Glioma is a family of primary brain malignancies with limited treatment options and in need of novel therapies. We previously demonstrated that the adhesion G protein-coupled receptor GPR133 (ADGRD1) is necessary for tumor growth in adult glioblastoma, the most advanced malignancy within the glioma family. However, the expression pattern of GPR133 in other types of adult glioma is unknown.
We used immunohistochemistry in tumor specimens and non-neoplastic cadaveric brain tissue to profile GPR133 expression in adult gliomas.

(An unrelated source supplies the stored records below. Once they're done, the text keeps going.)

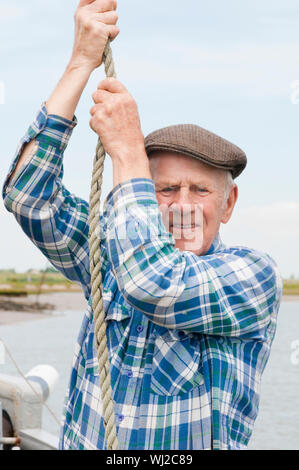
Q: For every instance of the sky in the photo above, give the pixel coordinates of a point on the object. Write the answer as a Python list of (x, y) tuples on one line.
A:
[(231, 67)]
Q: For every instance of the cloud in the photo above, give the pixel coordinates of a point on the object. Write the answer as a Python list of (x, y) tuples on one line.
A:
[(8, 12), (254, 69), (272, 228), (271, 21)]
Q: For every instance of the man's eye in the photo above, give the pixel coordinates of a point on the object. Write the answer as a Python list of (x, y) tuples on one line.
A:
[(167, 190), (202, 190)]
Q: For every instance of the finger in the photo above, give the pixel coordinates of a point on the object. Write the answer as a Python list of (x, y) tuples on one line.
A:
[(101, 6), (101, 96), (112, 85), (113, 32), (109, 17)]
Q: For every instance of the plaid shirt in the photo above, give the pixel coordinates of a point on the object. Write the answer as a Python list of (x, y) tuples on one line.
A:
[(188, 336)]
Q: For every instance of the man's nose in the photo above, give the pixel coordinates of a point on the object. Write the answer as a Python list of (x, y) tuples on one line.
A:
[(183, 200)]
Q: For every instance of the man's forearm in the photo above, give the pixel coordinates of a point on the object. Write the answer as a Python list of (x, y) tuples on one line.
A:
[(62, 102), (64, 99)]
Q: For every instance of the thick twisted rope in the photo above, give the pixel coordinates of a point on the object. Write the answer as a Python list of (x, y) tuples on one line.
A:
[(96, 279)]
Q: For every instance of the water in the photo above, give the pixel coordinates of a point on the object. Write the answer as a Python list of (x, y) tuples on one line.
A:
[(51, 341)]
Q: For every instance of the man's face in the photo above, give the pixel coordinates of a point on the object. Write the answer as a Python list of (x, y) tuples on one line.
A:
[(193, 199)]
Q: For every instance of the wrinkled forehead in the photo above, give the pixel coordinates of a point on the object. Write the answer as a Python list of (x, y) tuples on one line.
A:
[(173, 168)]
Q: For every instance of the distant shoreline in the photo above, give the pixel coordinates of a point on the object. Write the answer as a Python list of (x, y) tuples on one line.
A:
[(61, 301)]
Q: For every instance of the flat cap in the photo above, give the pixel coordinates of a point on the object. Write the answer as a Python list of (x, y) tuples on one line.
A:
[(194, 141)]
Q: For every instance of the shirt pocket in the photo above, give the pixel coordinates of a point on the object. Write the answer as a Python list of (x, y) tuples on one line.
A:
[(176, 367), (117, 318)]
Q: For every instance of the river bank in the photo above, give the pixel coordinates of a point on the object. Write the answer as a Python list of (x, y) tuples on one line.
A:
[(57, 302)]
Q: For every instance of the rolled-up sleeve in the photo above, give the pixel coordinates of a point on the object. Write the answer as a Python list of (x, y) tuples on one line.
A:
[(54, 219), (231, 292)]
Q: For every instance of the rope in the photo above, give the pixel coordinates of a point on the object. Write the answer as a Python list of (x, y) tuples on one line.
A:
[(96, 279)]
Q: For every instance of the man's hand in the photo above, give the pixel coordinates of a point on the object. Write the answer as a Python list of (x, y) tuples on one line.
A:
[(116, 120), (95, 23)]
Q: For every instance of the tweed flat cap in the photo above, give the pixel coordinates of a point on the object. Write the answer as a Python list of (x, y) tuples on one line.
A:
[(194, 141)]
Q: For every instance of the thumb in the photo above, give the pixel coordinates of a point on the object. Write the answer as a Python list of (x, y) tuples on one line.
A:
[(82, 3)]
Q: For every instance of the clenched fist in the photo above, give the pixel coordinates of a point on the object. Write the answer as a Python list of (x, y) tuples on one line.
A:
[(116, 120), (95, 23)]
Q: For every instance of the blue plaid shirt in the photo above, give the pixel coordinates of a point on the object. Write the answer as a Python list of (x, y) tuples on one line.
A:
[(188, 336)]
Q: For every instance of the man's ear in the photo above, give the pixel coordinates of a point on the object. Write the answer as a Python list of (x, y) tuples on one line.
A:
[(230, 204)]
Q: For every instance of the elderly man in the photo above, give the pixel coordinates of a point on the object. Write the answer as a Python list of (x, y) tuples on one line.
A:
[(190, 321)]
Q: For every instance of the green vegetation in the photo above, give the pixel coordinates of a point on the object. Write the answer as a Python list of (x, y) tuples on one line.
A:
[(50, 280), (33, 282)]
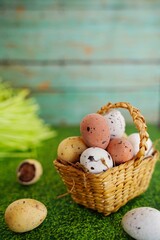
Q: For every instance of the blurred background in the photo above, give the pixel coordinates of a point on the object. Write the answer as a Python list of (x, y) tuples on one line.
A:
[(75, 56)]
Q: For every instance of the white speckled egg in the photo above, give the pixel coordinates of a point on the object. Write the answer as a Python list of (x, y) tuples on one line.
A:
[(23, 215), (96, 160), (134, 139), (116, 123), (142, 223)]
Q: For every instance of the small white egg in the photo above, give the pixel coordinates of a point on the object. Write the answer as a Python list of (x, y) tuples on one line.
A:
[(96, 160), (134, 139), (142, 223), (116, 123)]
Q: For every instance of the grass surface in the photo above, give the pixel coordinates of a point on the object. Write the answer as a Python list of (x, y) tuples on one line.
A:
[(66, 219)]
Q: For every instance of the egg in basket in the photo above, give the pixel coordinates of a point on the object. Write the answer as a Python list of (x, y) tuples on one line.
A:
[(104, 168)]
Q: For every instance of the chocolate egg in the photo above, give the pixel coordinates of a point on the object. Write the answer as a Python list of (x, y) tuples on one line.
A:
[(134, 139), (95, 131), (71, 148), (120, 149), (142, 223), (96, 160), (116, 123)]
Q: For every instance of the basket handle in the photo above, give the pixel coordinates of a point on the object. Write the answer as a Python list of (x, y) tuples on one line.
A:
[(138, 120)]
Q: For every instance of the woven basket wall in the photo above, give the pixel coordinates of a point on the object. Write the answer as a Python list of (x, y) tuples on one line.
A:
[(106, 192)]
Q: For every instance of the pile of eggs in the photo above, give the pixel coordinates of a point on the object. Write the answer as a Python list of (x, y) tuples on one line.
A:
[(103, 143)]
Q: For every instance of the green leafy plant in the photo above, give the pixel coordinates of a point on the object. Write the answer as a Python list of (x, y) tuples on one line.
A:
[(21, 128)]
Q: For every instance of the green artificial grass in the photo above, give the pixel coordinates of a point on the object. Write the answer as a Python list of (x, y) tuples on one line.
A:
[(66, 219)]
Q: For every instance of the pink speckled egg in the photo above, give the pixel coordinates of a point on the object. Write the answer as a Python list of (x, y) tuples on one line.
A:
[(95, 131), (121, 150)]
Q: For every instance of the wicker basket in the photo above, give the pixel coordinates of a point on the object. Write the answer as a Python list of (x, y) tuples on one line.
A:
[(106, 192)]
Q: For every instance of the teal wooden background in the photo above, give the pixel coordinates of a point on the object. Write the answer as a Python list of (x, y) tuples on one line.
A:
[(75, 56)]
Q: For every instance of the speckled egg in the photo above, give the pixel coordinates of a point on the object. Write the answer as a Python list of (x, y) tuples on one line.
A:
[(134, 139), (142, 223), (95, 131), (120, 149), (71, 148), (116, 123), (96, 160), (23, 215)]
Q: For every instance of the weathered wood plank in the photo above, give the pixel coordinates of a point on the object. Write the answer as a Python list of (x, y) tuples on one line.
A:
[(96, 35), (70, 108), (82, 78)]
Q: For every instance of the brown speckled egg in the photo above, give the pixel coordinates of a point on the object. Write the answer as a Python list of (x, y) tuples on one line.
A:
[(120, 150), (70, 149), (95, 131)]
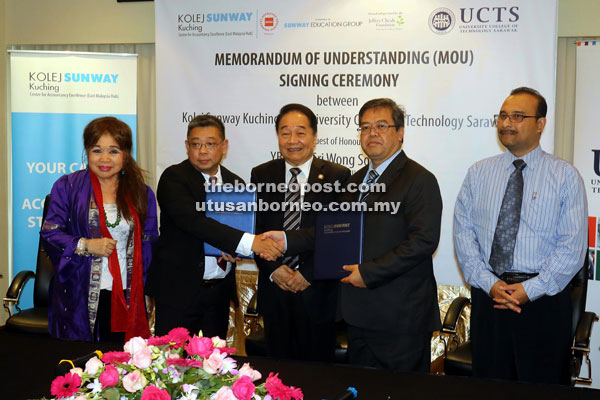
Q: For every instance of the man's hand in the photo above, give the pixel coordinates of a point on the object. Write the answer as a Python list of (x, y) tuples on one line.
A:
[(297, 283), (229, 258), (267, 248), (281, 276), (101, 247), (355, 279), (277, 236), (508, 297)]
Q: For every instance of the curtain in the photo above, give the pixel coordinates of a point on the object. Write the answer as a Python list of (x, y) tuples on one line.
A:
[(566, 69), (146, 95)]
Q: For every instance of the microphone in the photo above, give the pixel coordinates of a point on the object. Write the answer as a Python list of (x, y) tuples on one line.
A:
[(65, 366), (349, 393)]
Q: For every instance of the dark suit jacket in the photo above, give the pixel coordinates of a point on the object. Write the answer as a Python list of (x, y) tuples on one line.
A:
[(321, 296), (178, 262), (401, 294)]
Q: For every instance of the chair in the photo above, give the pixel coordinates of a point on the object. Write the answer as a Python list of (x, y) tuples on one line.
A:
[(458, 359), (255, 339), (32, 320)]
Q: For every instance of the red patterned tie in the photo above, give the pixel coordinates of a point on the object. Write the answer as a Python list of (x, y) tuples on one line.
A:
[(221, 263)]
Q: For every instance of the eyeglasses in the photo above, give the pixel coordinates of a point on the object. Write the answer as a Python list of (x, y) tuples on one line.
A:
[(515, 118), (209, 146), (379, 127)]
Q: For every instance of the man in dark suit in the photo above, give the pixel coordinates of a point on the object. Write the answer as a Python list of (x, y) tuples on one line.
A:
[(191, 290), (299, 313), (389, 300)]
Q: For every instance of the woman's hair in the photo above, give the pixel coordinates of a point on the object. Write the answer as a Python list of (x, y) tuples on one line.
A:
[(131, 181)]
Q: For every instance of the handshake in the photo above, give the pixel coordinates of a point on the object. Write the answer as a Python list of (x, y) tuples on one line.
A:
[(269, 245)]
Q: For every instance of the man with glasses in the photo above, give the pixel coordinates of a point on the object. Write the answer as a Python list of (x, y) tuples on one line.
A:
[(390, 300), (520, 227), (192, 290), (299, 313)]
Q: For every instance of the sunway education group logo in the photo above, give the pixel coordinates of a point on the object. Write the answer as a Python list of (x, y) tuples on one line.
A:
[(473, 20), (386, 21), (269, 22)]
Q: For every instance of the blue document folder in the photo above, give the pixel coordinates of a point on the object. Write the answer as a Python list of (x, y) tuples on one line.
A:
[(230, 209), (338, 242)]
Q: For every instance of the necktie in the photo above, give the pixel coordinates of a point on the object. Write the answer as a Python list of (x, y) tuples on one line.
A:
[(373, 175), (503, 245), (291, 216), (222, 264)]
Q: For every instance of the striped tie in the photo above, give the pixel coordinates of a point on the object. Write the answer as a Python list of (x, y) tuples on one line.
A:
[(222, 264), (505, 236), (373, 175), (291, 217)]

We show that GPR133 expression increases as a function of WHO grade and peaks in glioblastoma, where all tumors ubiquitously express it. Importantly, GPR133 is expressed within the tumor bulk, as well as in the brain-infiltrating tumor margin. Furthermore, GPR133 is expressed in both isocitrate dehydrogenase (IDH) wild-type and mutant gliomas, albeit at higher levels in IDH wild-type tumors.
The fact that GPR133 is absent from non-neoplastic brain tissue but de novo expressed in glioma suggests that it may be exploited therapeutically.
胶质瘤是一类原发性脑恶性肿瘤,治疗选择有限,需要新的治疗方法。我们之前证明,粘附性G蛋白偶联受体GPR133(ADGRD1)是成人胶质母细胞瘤肿瘤生长所必需的,胶质母细胞瘤是胶质瘤家族中最晚期的恶性肿瘤。然而,GPR133在其他类型成人胶质瘤中的表达模式尚不清楚。
我们在肿瘤标本和非肿瘤尸体脑组织中使用免疫组织化学来分析成人胶质瘤中GPR133的表达情况。
我们发现,GPR133的表达随世界卫生组织(WHO)分级增加而升高,并在胶质母细胞瘤中达到峰值,所有胶质母细胞瘤肿瘤均普遍表达该蛋白。重要的是,GPR133在肿瘤实体以及脑浸润性肿瘤边缘均有表达。此外,GPR133在异柠檬酸脱氢酶(IDH)野生型和突变型胶质瘤中均有表达,尽管在IDH野生型肿瘤中的表达水平更高。
GPR133在非肿瘤脑组织中不存在,但在胶质瘤中从头表达,这一事实表明它可能具有治疗潜力。